Gobierno estima que economía siga teniendo viento de cola

previsiones. Partiendo del mantenimiento de condiciones externas favorables para la economía uruguaya en 2007, al decir del ministro de Economía y Finanzas Danilo Astori, el equipo económico anunció ayer que la misma seguirá creciendo el próximo año aunque a un ritmo menor de 4,5% del PIB. Esa proyección fue revisada al alza desde el 4,2% previsto en primera instancia.

Astori señaló que esa cifra de crecimiento «es muy buena para Uruguay, sin embargo está indicando que se modera el crecimiento respecto a 2005 (6,6%) y 2006 (6,8%)».

El gobierno prefiere ser cauto a la hora de proyectar el crecimiento del producto, ya que se sigue de cerca que se está llegando al tope en la capacidad de producir, dijeron a El País fuentes oficiales.

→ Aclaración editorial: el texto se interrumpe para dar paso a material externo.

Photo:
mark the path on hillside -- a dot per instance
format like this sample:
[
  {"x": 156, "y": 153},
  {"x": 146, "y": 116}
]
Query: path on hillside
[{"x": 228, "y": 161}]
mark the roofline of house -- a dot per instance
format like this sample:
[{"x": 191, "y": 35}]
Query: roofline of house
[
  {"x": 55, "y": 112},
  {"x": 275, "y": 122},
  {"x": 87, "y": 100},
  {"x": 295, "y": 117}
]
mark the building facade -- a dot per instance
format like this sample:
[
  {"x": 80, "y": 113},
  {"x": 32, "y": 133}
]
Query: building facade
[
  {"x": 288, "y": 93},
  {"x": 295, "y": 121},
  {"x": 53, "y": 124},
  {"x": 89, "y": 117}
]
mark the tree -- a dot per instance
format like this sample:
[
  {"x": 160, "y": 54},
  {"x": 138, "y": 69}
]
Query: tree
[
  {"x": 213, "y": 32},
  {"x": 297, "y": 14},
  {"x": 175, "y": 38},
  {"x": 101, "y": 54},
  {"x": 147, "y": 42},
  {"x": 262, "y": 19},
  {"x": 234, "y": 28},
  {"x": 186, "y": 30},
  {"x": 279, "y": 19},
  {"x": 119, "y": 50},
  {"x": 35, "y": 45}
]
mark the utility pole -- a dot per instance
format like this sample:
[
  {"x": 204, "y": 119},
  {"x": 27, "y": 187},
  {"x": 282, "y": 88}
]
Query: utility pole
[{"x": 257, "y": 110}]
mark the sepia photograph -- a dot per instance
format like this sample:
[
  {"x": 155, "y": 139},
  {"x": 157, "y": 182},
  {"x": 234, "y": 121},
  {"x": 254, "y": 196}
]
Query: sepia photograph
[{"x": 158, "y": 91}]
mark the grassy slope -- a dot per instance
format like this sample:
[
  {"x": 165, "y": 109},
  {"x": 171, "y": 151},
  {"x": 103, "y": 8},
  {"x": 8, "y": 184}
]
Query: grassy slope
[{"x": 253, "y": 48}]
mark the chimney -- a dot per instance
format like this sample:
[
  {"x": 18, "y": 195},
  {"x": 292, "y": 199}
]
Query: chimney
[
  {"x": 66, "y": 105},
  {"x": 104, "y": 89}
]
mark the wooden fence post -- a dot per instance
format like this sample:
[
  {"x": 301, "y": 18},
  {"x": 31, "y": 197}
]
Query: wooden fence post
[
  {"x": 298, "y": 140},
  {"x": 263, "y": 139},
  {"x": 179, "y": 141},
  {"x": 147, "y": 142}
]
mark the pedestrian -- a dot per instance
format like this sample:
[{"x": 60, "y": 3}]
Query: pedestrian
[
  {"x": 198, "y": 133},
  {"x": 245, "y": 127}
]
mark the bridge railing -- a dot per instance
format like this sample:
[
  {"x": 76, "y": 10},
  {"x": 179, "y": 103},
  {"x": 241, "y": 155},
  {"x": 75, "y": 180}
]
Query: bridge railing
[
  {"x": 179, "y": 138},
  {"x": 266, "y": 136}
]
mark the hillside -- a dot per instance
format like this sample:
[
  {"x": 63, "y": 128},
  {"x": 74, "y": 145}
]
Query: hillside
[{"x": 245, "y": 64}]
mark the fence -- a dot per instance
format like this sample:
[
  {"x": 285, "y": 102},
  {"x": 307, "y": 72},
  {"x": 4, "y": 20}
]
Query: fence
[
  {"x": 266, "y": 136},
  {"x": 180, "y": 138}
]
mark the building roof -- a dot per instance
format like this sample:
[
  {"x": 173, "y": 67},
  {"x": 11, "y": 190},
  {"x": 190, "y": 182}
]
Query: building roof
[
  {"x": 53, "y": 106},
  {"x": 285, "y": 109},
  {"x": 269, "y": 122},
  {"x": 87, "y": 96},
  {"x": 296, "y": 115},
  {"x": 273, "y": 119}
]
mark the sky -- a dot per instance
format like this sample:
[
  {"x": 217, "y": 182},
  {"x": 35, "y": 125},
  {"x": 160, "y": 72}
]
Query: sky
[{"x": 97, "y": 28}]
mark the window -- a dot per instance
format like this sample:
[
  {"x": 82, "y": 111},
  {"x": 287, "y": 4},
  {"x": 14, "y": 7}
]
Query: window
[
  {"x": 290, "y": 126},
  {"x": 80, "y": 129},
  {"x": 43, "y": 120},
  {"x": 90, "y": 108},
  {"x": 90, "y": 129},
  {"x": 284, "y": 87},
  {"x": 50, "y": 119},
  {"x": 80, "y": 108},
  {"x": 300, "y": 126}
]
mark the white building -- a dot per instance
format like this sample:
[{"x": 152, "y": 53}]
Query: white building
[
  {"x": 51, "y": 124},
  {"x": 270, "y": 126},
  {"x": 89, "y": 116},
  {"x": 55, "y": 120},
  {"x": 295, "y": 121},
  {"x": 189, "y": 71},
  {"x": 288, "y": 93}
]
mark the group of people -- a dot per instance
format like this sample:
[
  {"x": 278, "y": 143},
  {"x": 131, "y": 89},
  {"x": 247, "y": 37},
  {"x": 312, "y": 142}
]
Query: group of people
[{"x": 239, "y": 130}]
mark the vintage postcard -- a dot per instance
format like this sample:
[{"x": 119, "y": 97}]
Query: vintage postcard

En ese sentido, dijeron que el hecho de llegar al tope en la capacidad de producción dependerá de la magnitud de las inversiones para aumentarla.

El aumento de la producción «estaría impulsado tanto por el crecimiento de la demanda interna como de las exportaciones», señaló un comunicado emitido después de la reunión del Comité de Coordinación Macroeconómica, integrado por las cúpulas de Economía y el Central.

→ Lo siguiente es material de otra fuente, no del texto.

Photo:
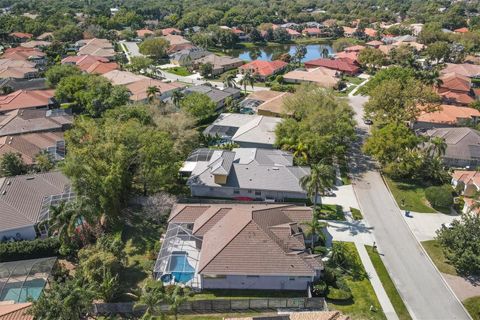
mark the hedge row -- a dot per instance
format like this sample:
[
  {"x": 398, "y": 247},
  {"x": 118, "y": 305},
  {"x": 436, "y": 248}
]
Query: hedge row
[{"x": 29, "y": 249}]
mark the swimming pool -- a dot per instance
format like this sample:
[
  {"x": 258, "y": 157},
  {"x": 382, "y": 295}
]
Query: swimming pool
[
  {"x": 180, "y": 268},
  {"x": 31, "y": 289}
]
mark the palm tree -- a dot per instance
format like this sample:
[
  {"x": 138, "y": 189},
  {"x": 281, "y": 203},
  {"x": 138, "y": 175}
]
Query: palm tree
[
  {"x": 248, "y": 79},
  {"x": 177, "y": 96},
  {"x": 152, "y": 92},
  {"x": 151, "y": 298},
  {"x": 229, "y": 80},
  {"x": 320, "y": 179}
]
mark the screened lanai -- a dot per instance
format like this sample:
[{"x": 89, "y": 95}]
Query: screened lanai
[
  {"x": 24, "y": 279},
  {"x": 178, "y": 258}
]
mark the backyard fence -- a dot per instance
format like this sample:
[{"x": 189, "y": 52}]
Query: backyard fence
[{"x": 220, "y": 305}]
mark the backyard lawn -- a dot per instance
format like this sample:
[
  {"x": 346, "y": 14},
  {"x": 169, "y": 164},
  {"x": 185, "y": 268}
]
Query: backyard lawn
[
  {"x": 473, "y": 307},
  {"x": 412, "y": 194},
  {"x": 179, "y": 71},
  {"x": 435, "y": 252},
  {"x": 363, "y": 297},
  {"x": 388, "y": 285},
  {"x": 331, "y": 212}
]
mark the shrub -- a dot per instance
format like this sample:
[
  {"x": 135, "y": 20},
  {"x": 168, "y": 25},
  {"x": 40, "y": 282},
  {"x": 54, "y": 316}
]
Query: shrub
[
  {"x": 339, "y": 294},
  {"x": 320, "y": 289},
  {"x": 439, "y": 196},
  {"x": 29, "y": 249}
]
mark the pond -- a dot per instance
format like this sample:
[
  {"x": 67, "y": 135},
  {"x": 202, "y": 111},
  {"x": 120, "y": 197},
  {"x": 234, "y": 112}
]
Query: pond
[{"x": 314, "y": 51}]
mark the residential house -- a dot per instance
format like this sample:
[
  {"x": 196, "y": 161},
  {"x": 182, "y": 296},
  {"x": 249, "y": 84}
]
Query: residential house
[
  {"x": 264, "y": 69},
  {"x": 29, "y": 145},
  {"x": 25, "y": 54},
  {"x": 118, "y": 77},
  {"x": 20, "y": 36},
  {"x": 27, "y": 99},
  {"x": 447, "y": 116},
  {"x": 96, "y": 47},
  {"x": 23, "y": 121},
  {"x": 343, "y": 65},
  {"x": 143, "y": 33},
  {"x": 26, "y": 200},
  {"x": 312, "y": 32},
  {"x": 455, "y": 89},
  {"x": 323, "y": 77},
  {"x": 216, "y": 95},
  {"x": 245, "y": 174},
  {"x": 248, "y": 131},
  {"x": 220, "y": 63},
  {"x": 186, "y": 57},
  {"x": 238, "y": 246},
  {"x": 463, "y": 146},
  {"x": 138, "y": 89},
  {"x": 463, "y": 69},
  {"x": 171, "y": 31}
]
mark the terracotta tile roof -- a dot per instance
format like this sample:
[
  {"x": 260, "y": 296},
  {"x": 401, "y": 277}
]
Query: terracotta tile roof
[
  {"x": 21, "y": 197},
  {"x": 142, "y": 33},
  {"x": 170, "y": 31},
  {"x": 264, "y": 68},
  {"x": 461, "y": 30},
  {"x": 21, "y": 35},
  {"x": 15, "y": 311},
  {"x": 139, "y": 88},
  {"x": 324, "y": 77},
  {"x": 464, "y": 69},
  {"x": 23, "y": 99},
  {"x": 448, "y": 114},
  {"x": 29, "y": 145},
  {"x": 343, "y": 65}
]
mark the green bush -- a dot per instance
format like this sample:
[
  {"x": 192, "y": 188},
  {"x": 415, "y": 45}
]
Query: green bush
[
  {"x": 339, "y": 294},
  {"x": 320, "y": 288},
  {"x": 29, "y": 249},
  {"x": 439, "y": 196}
]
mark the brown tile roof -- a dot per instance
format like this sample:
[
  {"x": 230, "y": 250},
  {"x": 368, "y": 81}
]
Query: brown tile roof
[
  {"x": 23, "y": 99},
  {"x": 324, "y": 77},
  {"x": 29, "y": 145},
  {"x": 21, "y": 197},
  {"x": 15, "y": 311},
  {"x": 264, "y": 68},
  {"x": 448, "y": 114},
  {"x": 139, "y": 88},
  {"x": 237, "y": 232},
  {"x": 22, "y": 121}
]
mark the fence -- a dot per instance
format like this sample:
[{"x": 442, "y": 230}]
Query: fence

El comunicado indicó que se proyecta que el consumo privado crecerá 4,6% fundamentado por la recuperación del salario real -que se prevé crezca 6% promedio anual entre público y privado- y la creación de 30.000 nuevos empleos.

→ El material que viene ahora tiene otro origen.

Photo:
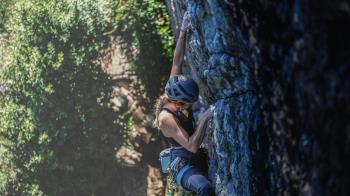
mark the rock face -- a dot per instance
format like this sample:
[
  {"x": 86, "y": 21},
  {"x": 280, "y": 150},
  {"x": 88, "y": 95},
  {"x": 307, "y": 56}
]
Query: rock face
[{"x": 277, "y": 74}]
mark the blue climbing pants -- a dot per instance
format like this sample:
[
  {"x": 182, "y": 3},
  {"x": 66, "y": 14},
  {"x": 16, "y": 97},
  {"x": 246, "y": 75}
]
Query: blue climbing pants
[{"x": 192, "y": 179}]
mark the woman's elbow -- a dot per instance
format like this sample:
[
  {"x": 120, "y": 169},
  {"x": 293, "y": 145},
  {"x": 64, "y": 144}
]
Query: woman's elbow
[{"x": 192, "y": 148}]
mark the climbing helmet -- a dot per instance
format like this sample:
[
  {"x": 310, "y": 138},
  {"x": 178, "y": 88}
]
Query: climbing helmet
[{"x": 182, "y": 88}]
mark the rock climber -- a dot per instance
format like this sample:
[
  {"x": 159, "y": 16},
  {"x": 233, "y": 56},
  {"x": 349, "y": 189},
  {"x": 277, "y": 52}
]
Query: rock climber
[{"x": 175, "y": 120}]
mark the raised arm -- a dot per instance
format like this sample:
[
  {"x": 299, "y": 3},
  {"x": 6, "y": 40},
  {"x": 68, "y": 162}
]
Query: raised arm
[{"x": 180, "y": 47}]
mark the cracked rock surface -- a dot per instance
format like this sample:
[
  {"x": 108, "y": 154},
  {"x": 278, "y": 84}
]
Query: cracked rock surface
[{"x": 277, "y": 74}]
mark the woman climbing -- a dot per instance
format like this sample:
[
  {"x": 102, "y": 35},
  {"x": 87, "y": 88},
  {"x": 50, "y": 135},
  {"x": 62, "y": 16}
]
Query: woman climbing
[{"x": 174, "y": 118}]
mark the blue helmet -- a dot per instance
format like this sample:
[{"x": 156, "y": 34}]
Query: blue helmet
[{"x": 182, "y": 88}]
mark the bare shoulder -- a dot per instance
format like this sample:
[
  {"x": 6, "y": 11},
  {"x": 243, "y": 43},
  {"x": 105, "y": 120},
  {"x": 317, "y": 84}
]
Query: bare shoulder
[{"x": 167, "y": 123}]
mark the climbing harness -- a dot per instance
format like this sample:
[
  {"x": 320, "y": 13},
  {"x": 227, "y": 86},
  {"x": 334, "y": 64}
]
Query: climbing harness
[{"x": 180, "y": 165}]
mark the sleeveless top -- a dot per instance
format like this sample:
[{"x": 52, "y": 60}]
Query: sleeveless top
[{"x": 187, "y": 124}]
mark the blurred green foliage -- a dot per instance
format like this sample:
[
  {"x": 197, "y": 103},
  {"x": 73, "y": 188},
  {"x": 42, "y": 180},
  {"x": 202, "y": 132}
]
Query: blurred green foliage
[
  {"x": 55, "y": 137},
  {"x": 145, "y": 28}
]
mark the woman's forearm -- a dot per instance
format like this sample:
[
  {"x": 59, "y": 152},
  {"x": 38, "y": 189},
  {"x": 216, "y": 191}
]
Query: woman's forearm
[{"x": 179, "y": 54}]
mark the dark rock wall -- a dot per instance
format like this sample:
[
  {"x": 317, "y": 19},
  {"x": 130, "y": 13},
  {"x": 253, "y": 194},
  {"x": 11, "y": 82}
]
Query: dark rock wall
[{"x": 277, "y": 74}]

Se prevé que el crecimiento de la inversión en capital fijo suba 15,4% en 2007, un ritmo menor al 31,1% de 2006. Esta variable, junto al mayor consumo, «se traducirá en un nuevo incremento de las importaciones de bienes y servicios».

El equipo económico definió que el rango meta de inflación al que se compromete la autoridad monetaria será de 4%-6% para los 18 meses culminados a fines de junio de 2008. Hasta marzo de ese año, se mantiene el rango de 4,5%-6,5%.

Eso será ratificado hoy por el Comité de Política Monetaria del BCU que definirá el ritmo de crecimiento de los agregados monetarios, la emisión de moneda y los medios de pago, para 2007.

FISCAL. Dentro del programa fiscal no se prevén mayores variantes, ya que el superávit -antes del pago de intereses de deuda- se mantiene en 4% del PIB y el déficit global -incluyendo los pagos de intereses- será de 0,5% del PIB.

Según el comunicado se prevé «una recuperación del superávit de las empresas públicas» que en 2007 será de 1,3% del PIB, a diferencia del 0,5% previsto para este año.

Asimismo se prevé continuar el fortalecimiento de las inversiones, tanto a nivel del gobierno central, como de las empresas públicas, principalmente en la generación de infraestructura que potencie las inversiones privadas».

Pese a haber terminado el programa con el FMI, se seguirá utilizando el mecanismo de ajuste para inversiones específicas a ejecutarse hasta junio de 2007. Ese mecanismo permite que no se compute esas inversiones como gasto fiscal por un monto de U$S 50 millones.

Otro de los cambios en esta materia, es que los egresos del gobierno incorporarán en 2007 elementos del criterio devengado, en lugar de utilizar un criterio de caja. El gasto discrecional del gobierno central crecería 0,6% del PIB para 2007 para «atender las prioridades fijadas en el Presupuesto y la Rendición de Cuentas y considerando los acuerdos salariales del sector público», señaló el texto.

Consultado respecto a si en 2007 el programa fiscal preveía un gasto significativo por la crisis energética, Astori dijo que «se espera una recuperación significativa del superávit de las empresas públicas» y que «Uruguay va a tener que seguir buscando cambios estructurales en su matriz energética para evitar efectos negativos».